Coopmatrix layout#

A cooperative matrix is distributed to work-items such that each work-item holds an equal share of the matrix, potentially with zero-padding if the matrix size is not divisible by the subgroup size.

General layout#

Let a coopmatrix \(A\) of size \(M\times N\) be given and let the subgroup size be given by \(S\). We require \(M,S\) to be powers of two and to be greater or equal than 1. Internally, we represent the \(A\) matrix as the \(I \times K_1\times J \times K_2\) tensor \(A^*\). The mapping of \(A\) to \(A^*\) is

\[\begin{split}A^*_{i,k_1,j,k_2} = \left\{\begin{array}{rcl} A_{i+k_1I+k_2IK_1,j} & \text{ if } & i+k_1I+k_2IK_1 < M \wedge j < N, \\ 0 & \text{ else.} \end{array}\right.\end{split}\]

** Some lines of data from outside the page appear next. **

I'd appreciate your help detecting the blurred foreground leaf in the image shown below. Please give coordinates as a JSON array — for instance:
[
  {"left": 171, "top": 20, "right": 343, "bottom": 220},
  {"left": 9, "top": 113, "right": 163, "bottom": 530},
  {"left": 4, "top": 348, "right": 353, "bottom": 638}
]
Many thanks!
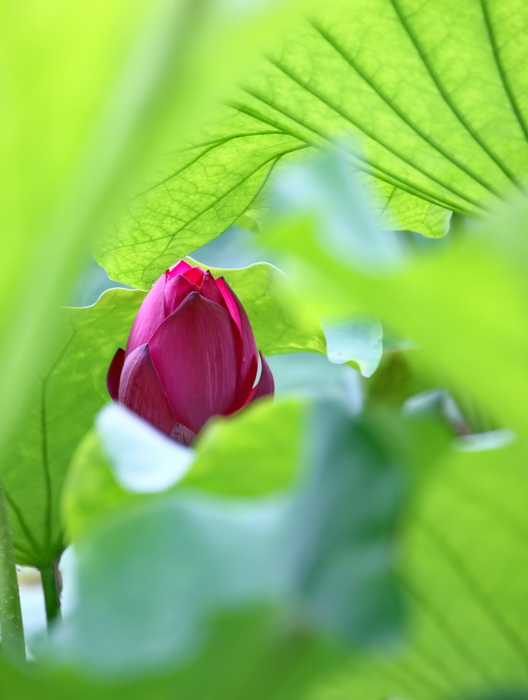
[
  {"left": 56, "top": 402, "right": 403, "bottom": 673},
  {"left": 63, "top": 400, "right": 305, "bottom": 539},
  {"left": 0, "top": 289, "right": 143, "bottom": 568}
]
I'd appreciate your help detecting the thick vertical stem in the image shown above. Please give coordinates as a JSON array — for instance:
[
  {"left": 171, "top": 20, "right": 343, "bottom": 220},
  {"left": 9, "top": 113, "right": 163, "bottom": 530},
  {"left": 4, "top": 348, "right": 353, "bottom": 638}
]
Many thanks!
[
  {"left": 40, "top": 566, "right": 60, "bottom": 627},
  {"left": 0, "top": 480, "right": 26, "bottom": 661}
]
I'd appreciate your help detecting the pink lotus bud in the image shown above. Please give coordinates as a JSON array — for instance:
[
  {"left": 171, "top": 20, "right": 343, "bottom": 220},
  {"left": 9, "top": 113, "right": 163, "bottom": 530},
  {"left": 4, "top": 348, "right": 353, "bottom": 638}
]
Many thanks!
[{"left": 107, "top": 260, "right": 274, "bottom": 444}]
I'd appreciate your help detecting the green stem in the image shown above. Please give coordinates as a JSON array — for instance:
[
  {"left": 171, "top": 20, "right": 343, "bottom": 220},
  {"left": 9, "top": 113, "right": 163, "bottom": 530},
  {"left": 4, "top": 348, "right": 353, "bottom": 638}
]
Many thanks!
[
  {"left": 40, "top": 565, "right": 61, "bottom": 628},
  {"left": 0, "top": 480, "right": 26, "bottom": 661}
]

The shape of \(A^*\) is given by \((I,K_1,J,K_2)\), where

\[\begin{split}\begin{aligned} I &:= \min(M, S),\\ J &:= \min(\{n\in\mathbb N : n \geq N \wedge (In) \bmod S = 0\})\\ K &:= K_1K_2 = M/I.\\ \end{aligned}\end{split}\]

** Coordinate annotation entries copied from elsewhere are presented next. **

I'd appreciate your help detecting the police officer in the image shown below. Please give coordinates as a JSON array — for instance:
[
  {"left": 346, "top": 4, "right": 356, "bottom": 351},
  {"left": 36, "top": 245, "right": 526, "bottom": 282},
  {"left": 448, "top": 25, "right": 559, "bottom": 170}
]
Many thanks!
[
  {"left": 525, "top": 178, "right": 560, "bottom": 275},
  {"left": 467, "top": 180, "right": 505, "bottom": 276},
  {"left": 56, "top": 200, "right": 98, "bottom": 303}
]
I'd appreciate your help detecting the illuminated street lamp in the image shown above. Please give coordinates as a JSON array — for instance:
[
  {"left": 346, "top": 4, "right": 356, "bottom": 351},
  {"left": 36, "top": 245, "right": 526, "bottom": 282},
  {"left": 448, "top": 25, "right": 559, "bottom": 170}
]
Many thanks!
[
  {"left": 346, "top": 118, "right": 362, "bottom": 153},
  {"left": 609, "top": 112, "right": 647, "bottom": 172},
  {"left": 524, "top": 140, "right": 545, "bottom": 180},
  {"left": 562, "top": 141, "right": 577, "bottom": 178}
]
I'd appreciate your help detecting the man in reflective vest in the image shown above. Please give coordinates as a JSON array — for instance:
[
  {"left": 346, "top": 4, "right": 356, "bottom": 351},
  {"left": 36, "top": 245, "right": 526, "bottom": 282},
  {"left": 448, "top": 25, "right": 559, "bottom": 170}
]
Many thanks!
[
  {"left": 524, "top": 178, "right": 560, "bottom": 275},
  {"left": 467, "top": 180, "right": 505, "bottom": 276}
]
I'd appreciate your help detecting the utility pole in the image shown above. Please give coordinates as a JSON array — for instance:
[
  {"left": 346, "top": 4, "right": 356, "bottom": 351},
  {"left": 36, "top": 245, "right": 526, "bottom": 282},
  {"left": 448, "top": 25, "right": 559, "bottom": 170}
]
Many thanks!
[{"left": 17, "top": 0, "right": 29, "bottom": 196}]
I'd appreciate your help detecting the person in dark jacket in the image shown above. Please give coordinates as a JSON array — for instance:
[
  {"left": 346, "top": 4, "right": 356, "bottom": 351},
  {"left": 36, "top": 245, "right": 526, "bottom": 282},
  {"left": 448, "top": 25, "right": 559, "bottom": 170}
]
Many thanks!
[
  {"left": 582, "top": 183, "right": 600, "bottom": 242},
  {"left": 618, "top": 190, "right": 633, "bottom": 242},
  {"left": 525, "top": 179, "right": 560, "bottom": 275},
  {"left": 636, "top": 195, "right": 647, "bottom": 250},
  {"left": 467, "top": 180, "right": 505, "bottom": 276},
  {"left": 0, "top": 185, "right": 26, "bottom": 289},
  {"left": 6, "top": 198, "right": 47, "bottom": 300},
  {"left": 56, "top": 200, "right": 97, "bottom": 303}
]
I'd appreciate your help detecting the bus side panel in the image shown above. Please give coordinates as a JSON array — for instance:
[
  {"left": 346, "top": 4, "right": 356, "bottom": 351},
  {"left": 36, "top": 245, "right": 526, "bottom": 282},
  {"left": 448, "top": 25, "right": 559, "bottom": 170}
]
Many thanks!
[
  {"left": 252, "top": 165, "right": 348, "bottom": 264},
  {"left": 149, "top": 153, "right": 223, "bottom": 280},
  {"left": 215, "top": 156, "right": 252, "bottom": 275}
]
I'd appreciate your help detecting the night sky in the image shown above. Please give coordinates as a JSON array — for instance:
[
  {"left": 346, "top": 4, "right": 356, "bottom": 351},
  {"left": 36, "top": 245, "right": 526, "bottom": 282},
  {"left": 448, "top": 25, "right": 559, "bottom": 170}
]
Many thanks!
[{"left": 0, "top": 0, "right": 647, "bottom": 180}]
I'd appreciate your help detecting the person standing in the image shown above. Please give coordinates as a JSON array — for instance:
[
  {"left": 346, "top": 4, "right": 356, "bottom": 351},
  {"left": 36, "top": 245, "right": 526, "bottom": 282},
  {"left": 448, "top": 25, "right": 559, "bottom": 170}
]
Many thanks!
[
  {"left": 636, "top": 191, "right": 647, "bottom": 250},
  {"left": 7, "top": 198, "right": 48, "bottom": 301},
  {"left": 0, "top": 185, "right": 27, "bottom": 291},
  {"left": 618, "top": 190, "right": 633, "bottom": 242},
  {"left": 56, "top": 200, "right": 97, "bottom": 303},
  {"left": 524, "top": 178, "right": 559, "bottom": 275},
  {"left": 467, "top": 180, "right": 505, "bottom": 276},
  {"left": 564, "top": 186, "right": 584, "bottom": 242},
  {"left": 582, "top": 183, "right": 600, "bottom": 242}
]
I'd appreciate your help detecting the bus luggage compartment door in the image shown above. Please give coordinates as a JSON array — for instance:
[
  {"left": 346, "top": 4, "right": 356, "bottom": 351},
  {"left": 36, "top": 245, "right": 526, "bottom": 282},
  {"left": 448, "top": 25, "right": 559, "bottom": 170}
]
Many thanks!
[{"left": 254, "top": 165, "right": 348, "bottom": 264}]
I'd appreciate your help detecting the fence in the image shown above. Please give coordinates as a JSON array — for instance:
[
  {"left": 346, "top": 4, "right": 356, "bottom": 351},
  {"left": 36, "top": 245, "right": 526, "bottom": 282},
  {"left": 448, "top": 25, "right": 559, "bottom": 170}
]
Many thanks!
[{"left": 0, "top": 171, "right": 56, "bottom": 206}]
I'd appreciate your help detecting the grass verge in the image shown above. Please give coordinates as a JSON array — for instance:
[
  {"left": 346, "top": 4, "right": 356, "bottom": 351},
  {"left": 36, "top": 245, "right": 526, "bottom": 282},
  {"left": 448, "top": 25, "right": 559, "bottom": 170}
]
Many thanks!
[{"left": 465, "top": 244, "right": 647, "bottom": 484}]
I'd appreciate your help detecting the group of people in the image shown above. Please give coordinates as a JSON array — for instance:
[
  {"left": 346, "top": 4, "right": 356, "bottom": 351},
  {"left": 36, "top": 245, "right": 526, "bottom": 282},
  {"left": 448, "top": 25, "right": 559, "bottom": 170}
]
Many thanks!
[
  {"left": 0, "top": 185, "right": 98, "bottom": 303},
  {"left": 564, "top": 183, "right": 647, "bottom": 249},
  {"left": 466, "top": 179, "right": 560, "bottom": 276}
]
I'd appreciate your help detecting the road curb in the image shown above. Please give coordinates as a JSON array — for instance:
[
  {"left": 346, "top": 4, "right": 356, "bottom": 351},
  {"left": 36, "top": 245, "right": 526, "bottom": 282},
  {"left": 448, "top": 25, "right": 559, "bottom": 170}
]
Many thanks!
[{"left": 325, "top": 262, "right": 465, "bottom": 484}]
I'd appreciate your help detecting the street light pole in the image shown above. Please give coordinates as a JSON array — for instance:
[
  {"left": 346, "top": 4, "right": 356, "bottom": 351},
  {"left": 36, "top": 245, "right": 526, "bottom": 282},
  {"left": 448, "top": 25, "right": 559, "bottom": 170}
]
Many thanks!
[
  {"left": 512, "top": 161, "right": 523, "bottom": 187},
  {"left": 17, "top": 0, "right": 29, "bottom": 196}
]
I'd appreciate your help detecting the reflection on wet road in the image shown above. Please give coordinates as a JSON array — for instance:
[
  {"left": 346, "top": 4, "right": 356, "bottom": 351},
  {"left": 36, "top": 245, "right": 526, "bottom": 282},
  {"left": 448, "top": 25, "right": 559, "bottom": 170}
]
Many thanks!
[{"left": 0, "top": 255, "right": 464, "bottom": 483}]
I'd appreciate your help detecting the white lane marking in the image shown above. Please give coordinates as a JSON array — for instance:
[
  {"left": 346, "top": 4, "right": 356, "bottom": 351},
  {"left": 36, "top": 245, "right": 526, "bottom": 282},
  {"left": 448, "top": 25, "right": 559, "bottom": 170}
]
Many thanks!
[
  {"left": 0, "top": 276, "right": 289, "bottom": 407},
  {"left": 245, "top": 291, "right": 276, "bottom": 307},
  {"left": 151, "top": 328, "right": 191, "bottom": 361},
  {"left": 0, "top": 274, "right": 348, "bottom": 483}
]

As both \(S\) and \(I\) are powers of two, an explicit formula for \(J\) is given by \(J = (\lceil IN/S\rceil S) / I\).

Work-item mapping#

We linearize the index of the \(A^*\) tensor canonically:

\[L(i,j,k) := i + k_1I + j IK_1 + k_2 IK_1J\]

Every work-item stores a vector \(v\) with \(V:=IKJ/S\) components. We define the per work-item vector as

\[W^p := (v \in [V] : A^*[L^{-1}(p+vS)]),\]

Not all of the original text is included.